Should the OCaml Stdlib ship an IO interface?

With concurrency so important in the OCaml ecosystem, and two different concurrency systems in wide use in the community, I notice that a lot of libraries define an Io (or similar) interface and type for functorization. My question is: would it make sense to introduce a standardized Io interface in the OCaml standard library so that these different libraries and applications can automatically be compatible with each other even at the functorized level? If not, why not?

Prior art: Rust ships a Future trait for exactly this purpose.

4 Likes

It is not exactly the same but I think you may find this interesting: https://github.com/ocaml/ocaml/pull/8937

There are various interfaces for synchronous I/O. I gather that you are focusing on asynchronous IO in your post, or in fact, the more general pandora box of “cooperative concurrency that interacts nicely with blocking calls”. I guess a first answer to the question could be that given the diversity of approaches, it is hard to think of one asynchronous interface we would want to put in the standard library.

Maybe there is still time to let the third-party library ecosystem accrue knowledge on the right ways to do it (Lwt/Async sound stable enough now, with for example ocaml-libuv for Lwt-backed libuv-provided async IO), but there are also new contenders in active development (for example luv for the IO-specific aspects and, the elephant in the room, Multicore-OCaml and concurrency-via-effect-handlers approaches).
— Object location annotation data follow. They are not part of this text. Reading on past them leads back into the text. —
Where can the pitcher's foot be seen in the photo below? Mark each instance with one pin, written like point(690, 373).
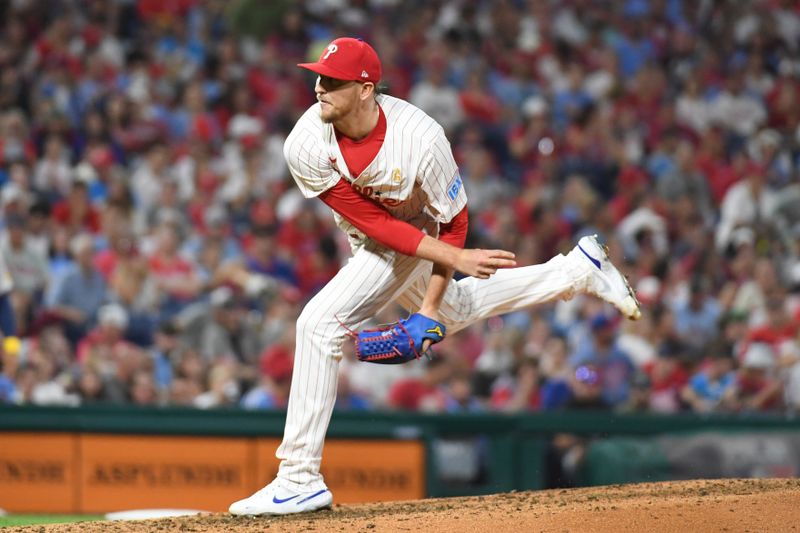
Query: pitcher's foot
point(274, 499)
point(605, 281)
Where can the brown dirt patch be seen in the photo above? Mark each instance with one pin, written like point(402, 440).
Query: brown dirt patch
point(689, 506)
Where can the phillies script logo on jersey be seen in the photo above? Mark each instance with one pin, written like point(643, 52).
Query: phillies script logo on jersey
point(376, 192)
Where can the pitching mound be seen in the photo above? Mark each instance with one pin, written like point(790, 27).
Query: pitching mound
point(690, 506)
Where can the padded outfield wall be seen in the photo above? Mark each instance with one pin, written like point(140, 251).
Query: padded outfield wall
point(99, 459)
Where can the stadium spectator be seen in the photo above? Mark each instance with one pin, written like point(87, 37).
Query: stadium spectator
point(714, 387)
point(669, 128)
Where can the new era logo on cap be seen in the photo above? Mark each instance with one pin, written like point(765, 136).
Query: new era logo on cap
point(347, 58)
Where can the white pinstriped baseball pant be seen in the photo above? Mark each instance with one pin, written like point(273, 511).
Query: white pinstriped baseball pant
point(372, 279)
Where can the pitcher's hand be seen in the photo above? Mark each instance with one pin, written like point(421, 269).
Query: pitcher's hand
point(483, 263)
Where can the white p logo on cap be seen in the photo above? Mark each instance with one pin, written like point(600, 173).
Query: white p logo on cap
point(332, 48)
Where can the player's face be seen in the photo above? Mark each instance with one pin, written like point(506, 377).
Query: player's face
point(337, 97)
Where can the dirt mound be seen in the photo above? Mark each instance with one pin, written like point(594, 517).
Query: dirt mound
point(690, 506)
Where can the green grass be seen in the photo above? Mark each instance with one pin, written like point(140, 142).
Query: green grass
point(30, 519)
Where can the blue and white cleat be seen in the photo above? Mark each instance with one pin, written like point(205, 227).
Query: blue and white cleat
point(274, 499)
point(605, 281)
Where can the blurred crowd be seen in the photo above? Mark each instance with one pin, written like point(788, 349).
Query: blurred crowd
point(161, 254)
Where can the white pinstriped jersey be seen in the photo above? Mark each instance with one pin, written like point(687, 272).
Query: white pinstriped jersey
point(414, 175)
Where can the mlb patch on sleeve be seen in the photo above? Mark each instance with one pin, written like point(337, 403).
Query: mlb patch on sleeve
point(454, 187)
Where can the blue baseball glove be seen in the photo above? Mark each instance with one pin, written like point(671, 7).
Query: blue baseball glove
point(398, 342)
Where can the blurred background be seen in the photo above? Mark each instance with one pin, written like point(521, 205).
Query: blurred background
point(142, 173)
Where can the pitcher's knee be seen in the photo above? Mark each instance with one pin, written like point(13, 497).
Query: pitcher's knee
point(321, 328)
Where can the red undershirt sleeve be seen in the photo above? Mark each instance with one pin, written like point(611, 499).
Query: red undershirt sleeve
point(455, 231)
point(371, 219)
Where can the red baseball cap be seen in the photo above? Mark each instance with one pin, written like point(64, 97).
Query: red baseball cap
point(349, 59)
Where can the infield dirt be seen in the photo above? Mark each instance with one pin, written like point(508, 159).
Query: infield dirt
point(685, 507)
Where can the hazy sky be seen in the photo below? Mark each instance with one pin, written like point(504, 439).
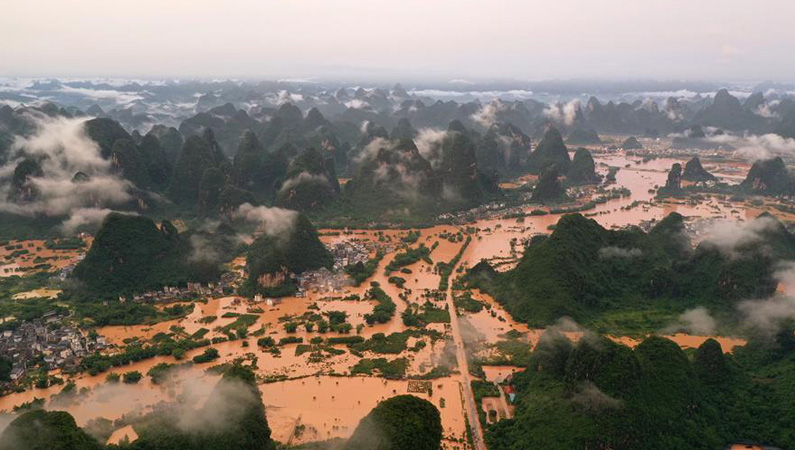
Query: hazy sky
point(400, 39)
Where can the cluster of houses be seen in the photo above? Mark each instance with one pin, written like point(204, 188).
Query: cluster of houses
point(349, 252)
point(47, 339)
point(193, 290)
point(345, 253)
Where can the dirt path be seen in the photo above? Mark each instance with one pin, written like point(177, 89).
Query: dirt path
point(463, 367)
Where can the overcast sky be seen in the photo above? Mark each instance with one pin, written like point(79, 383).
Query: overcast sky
point(727, 40)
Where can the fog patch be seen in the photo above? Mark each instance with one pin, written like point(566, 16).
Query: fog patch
point(563, 114)
point(487, 115)
point(274, 221)
point(62, 149)
point(429, 144)
point(618, 252)
point(693, 321)
point(590, 399)
point(766, 316)
point(728, 236)
point(301, 178)
point(756, 147)
point(84, 217)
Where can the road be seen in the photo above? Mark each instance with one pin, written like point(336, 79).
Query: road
point(463, 367)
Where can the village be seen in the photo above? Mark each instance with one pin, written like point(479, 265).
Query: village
point(49, 340)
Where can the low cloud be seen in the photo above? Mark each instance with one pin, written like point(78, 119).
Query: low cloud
point(618, 252)
point(766, 316)
point(303, 177)
point(590, 399)
point(729, 236)
point(755, 147)
point(694, 321)
point(429, 143)
point(563, 114)
point(487, 115)
point(62, 149)
point(80, 217)
point(274, 221)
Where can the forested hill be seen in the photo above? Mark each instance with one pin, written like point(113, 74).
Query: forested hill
point(587, 272)
point(657, 396)
point(131, 254)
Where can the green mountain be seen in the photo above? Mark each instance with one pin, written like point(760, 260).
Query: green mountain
point(769, 177)
point(310, 183)
point(278, 254)
point(396, 177)
point(551, 151)
point(694, 171)
point(403, 130)
point(608, 396)
point(631, 143)
point(591, 274)
point(458, 166)
point(170, 141)
point(130, 254)
point(126, 158)
point(584, 136)
point(673, 184)
point(583, 169)
point(46, 430)
point(157, 161)
point(105, 132)
point(399, 423)
point(548, 189)
point(233, 417)
point(504, 149)
point(194, 159)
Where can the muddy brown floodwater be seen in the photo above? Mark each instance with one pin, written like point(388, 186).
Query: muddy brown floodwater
point(331, 406)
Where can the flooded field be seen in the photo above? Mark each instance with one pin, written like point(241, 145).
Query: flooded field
point(320, 395)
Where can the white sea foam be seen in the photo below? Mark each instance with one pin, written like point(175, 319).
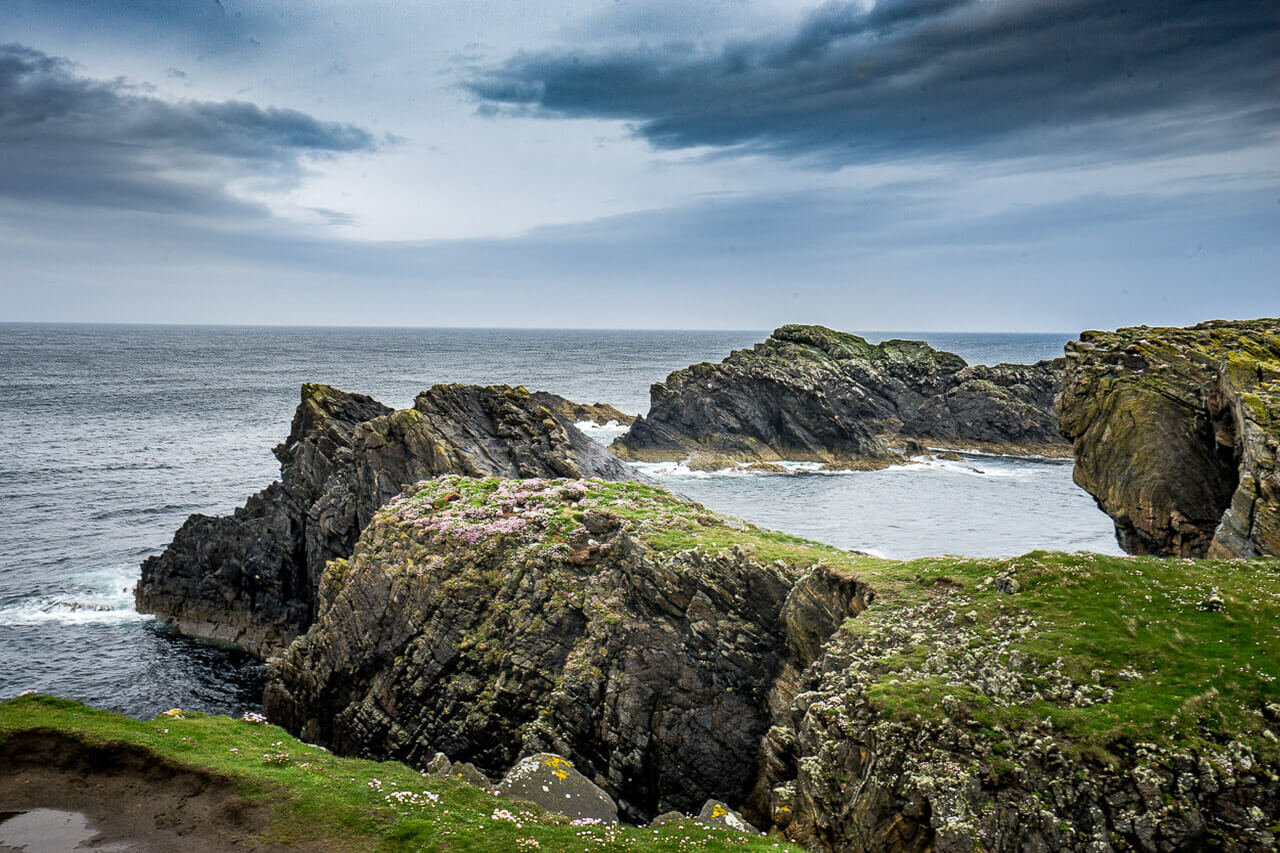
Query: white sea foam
point(104, 598)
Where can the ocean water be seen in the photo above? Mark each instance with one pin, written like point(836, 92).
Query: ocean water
point(113, 436)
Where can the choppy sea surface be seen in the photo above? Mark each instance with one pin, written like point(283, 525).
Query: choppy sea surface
point(114, 434)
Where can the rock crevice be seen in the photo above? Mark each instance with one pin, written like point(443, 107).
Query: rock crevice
point(252, 578)
point(1175, 434)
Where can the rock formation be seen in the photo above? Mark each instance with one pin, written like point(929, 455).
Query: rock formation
point(1175, 434)
point(598, 414)
point(251, 578)
point(494, 619)
point(812, 393)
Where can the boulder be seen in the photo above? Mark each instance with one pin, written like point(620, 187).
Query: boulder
point(470, 774)
point(553, 783)
point(1175, 434)
point(717, 813)
point(251, 578)
point(813, 393)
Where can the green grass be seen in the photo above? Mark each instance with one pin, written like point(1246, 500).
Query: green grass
point(330, 803)
point(1179, 675)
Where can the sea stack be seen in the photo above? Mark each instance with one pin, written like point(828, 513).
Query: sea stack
point(1175, 433)
point(813, 393)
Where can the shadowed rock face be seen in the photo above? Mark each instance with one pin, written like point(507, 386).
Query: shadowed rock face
point(494, 619)
point(1175, 434)
point(812, 393)
point(251, 578)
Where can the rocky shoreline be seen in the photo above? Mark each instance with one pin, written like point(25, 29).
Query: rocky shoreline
point(1176, 434)
point(810, 393)
point(475, 588)
point(252, 578)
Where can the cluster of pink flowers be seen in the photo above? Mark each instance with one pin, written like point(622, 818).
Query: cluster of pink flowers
point(515, 509)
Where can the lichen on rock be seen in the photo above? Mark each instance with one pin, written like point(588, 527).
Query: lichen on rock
point(1176, 432)
point(639, 635)
point(252, 578)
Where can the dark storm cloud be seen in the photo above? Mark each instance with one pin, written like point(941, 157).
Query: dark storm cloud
point(72, 140)
point(918, 77)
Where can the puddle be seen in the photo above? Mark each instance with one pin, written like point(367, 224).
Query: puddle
point(48, 830)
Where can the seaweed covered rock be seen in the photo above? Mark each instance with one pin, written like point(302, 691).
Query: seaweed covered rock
point(813, 393)
point(638, 635)
point(1098, 707)
point(251, 578)
point(1175, 434)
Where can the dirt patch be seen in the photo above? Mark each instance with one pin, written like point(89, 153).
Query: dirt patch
point(131, 796)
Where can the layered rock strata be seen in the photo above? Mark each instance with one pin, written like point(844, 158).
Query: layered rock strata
point(251, 578)
point(813, 393)
point(1175, 434)
point(638, 635)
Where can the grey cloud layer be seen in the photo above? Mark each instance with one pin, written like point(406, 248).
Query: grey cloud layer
point(910, 77)
point(72, 140)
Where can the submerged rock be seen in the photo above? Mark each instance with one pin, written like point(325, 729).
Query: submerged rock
point(251, 578)
point(1175, 434)
point(608, 623)
point(813, 393)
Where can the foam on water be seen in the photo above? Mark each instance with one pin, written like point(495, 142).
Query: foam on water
point(114, 434)
point(99, 598)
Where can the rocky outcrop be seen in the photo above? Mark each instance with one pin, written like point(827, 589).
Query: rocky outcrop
point(251, 578)
point(813, 393)
point(599, 414)
point(1175, 434)
point(635, 634)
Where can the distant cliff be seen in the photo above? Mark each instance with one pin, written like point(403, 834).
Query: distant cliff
point(1175, 433)
point(813, 393)
point(251, 578)
point(1045, 702)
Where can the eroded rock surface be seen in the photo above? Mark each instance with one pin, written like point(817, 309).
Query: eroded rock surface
point(251, 578)
point(813, 393)
point(607, 623)
point(1175, 434)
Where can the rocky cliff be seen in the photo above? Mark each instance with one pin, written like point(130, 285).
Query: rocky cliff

Or maybe we want to start getting minimal/interoperable pieces of the several sensible approaches to this problem that would be useful to users and ecosystem coordination. That sounds like a lot of work, though.

1 Like

What is usually abstracted about IO is the monad and the common definition of the IO is:

type 'a t

val bind : 'a t -> ('a -> 'b t) -> 'b t
val return : 'a -> 'a t

Then, some libraries (eg. ocaml-cohttp or ocaml-git) use some syscall which use this monad. However, systematically functorize your code over this monad is not systematically good. Some others libraries prefer to define their own monad (I’m not sure to use this term in this case) which returns specific action. Then, they let the user to plug which syscall he wants to use from these actions. They are completely free from the monad and they can take some specific advantages specific to Async or Lwt. Like ocaml-tls, decompress or angstrom:

type t

val handle : t -> [ `Read of bytes | `Write of string | `Done ]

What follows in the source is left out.